New York City is Officially Out of Brownstone
Posted in: UncategorizedIn the early 1800s most buildings in New York City were made of brick or wood. But sometime in the 1830s the economy started to bustle, enabling people to earn a little more scratch, and this emerging middle class wanted a classier-looking domicile.
Architects of the era kept building with brick, but sought a more refined-looking material to skin the buildings in. They found it in brownstone, a brown-colored sandstone located at relatively nearby quarries in Hummelstown, Pennsylvania and Portland, Connecticut.
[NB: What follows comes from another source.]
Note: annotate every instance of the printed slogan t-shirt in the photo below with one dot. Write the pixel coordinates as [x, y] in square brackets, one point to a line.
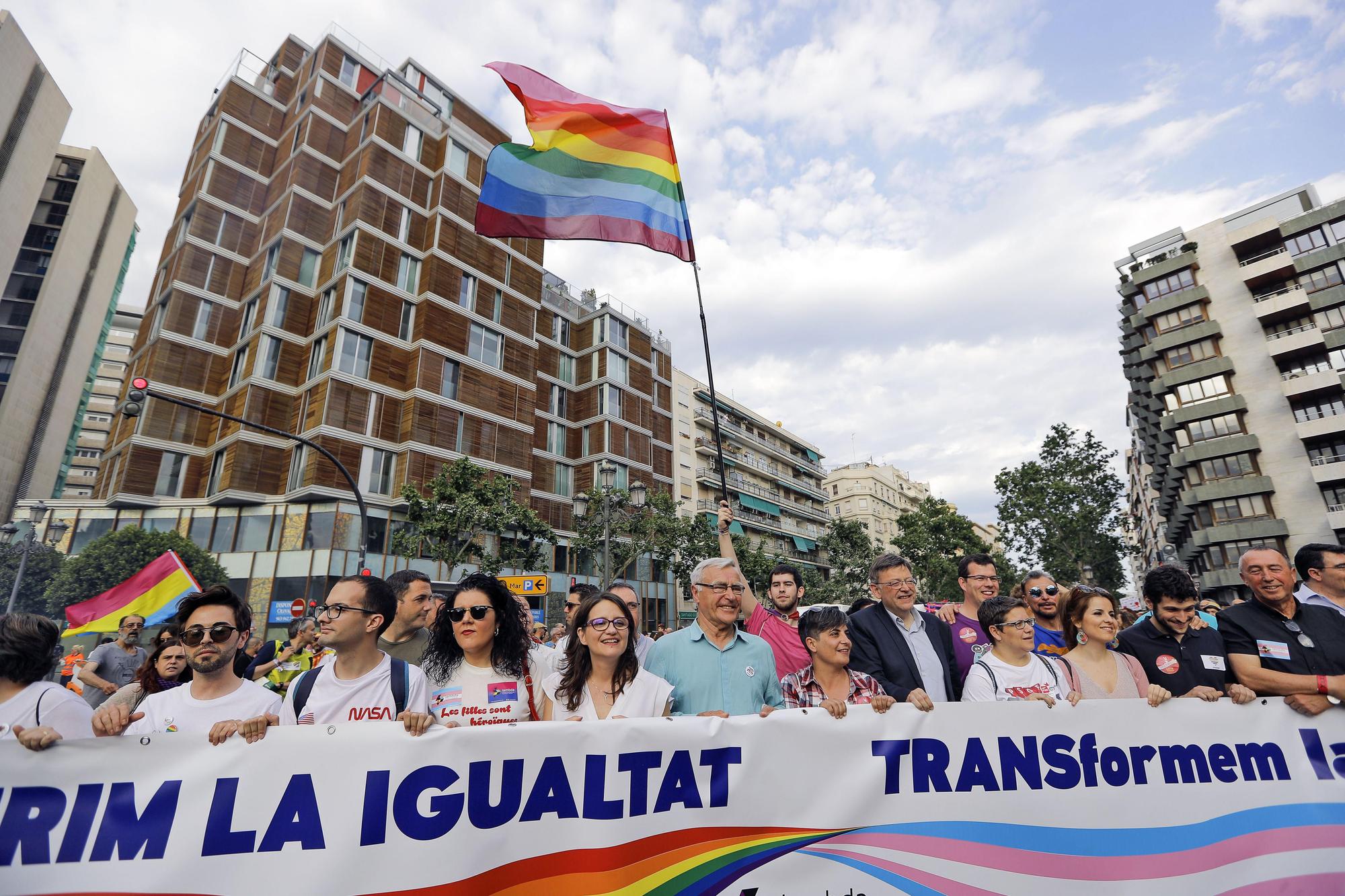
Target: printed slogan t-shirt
[482, 696]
The Portland Brownstone Quarries had the added benefit of being located on the Connecticut River, which dumped directly into the Long Island Sound and was thus a fairly quick boat ride to building-hungry NYC.
Brownstone was relatively affordable, aesthetically pleasing (at least to our eyes; Edith Wharton reportedly found it an eyesore), and best of all, easy to carve. Manhattan and Brooklyn became dotted with the earth-colored townhouses.
The Hummelstown Quarry shut down in 1929, victim to declining demand and the looming disaster that would become the Great Depression. The larger Portland quarry soldiered on until the 1940s, when a major flood knocked them out of business. Parts of it are still filled, to this day, with the water from that flood.